Was ist aber die Alternative zur EU? Ich bin kein Herzenseuropäer, sondern ein Verstandeseuropäer. Ich halte eine enge europäische Zusammenarbeit für richtig und wichtig. Sie muss dazu dienen, dass Konflikte zwischen den europäischen Völkern nicht mehr militärisch ausgetragen werden. Frieden in Europa ist keine Selbstverständlichkeit. Jeder europäische Staat ist zu klein, als dass er alleine wirksam seine Interessen gegenüber den Weltmächten und Machtblöcken vertreten könnte. Also liegt es im Interesse der europäischen Nationen, dass sie nicht von anderen Mächten dominiert werden und dass sie nicht zwischen diesen Mächten zerrieben werden. Eine enge Zusammenarbeit ist deshalb notwendig, weil sie vernünftig ist.

«Ich bin kein Herzenseuropäer, sondern ein Verstandeseuropäer. Ich halte eine enge europäische Zusammenarbeit für richtig und wichtig.»

Die heutige EU ist aber ungeeignet, diese Ziele zu erreichen. Sie war weder in der Lage, die Masseneinwanderung nach Europa zu steuern und zu begrenzen, noch einen Frieden auf dem europäischen Kontinent zu vermitteln. Sie war im Gegenteil Motor vieler Fehlentwicklungen und Systemänderungen, weil sie nicht bereit war, im Interesse aller Mitgliedstaaten zu handeln.
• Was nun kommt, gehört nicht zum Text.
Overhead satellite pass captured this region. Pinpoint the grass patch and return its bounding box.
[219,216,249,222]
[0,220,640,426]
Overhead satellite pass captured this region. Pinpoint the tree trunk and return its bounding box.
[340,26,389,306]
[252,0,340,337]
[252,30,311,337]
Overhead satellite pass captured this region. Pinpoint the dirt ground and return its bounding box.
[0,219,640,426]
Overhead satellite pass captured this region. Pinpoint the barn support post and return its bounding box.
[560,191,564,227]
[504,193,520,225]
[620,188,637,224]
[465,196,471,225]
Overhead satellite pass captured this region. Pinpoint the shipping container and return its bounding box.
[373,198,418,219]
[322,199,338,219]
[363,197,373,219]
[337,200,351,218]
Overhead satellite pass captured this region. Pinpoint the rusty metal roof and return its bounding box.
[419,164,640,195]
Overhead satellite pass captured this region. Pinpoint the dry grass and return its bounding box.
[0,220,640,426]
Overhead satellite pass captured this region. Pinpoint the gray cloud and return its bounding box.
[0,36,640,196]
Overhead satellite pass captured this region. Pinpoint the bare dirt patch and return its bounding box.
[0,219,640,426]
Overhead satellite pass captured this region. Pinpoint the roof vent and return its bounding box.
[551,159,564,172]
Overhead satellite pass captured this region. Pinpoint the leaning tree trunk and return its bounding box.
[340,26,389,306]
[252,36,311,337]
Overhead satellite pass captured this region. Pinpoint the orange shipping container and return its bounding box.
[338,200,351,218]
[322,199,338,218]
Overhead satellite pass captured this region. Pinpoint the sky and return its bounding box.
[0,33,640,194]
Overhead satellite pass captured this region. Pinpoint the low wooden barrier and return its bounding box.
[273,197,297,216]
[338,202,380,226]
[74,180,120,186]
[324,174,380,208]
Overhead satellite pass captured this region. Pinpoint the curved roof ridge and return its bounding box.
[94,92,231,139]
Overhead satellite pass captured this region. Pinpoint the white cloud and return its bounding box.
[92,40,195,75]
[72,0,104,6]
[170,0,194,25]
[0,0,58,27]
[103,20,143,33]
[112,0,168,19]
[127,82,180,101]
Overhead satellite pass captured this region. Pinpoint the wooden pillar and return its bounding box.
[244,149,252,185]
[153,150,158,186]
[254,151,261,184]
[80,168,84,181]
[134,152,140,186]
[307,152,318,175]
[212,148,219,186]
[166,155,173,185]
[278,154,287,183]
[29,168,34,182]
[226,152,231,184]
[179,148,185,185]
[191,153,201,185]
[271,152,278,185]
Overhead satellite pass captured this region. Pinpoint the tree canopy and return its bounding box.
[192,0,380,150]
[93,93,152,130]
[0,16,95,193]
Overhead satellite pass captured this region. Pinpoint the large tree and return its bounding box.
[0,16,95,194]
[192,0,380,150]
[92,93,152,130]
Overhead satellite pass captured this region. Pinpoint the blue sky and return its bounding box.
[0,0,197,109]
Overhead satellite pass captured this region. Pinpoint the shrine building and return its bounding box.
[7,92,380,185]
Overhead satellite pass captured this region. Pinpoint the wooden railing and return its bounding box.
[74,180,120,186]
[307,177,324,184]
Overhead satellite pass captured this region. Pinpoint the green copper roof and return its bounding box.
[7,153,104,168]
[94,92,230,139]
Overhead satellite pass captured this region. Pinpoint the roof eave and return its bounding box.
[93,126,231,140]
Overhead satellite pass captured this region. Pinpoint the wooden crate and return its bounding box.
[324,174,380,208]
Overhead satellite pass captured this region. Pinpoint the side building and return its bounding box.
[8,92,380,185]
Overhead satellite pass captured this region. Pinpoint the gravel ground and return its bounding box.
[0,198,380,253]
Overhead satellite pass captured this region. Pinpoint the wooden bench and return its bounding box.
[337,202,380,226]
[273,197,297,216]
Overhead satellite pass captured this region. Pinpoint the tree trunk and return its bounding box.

Die EU ist das Problem und nicht die Lösung eines Problems. Sie ist nicht reformierbar, und sie schadet dem europäischen Gedanken einer demokratischen Zusammenarbeit der Nationen, sie diskreditiert durch undemokratische Entscheidungen den europäischen Gedanken und die europäische Solidarität. Wir brauchen einen europäischen Zusammenarbeitsmechanismus durch einen kompletten Neuanfang, damit Europa eine Zukunft hat und nicht Spielball von Weltmächten wird.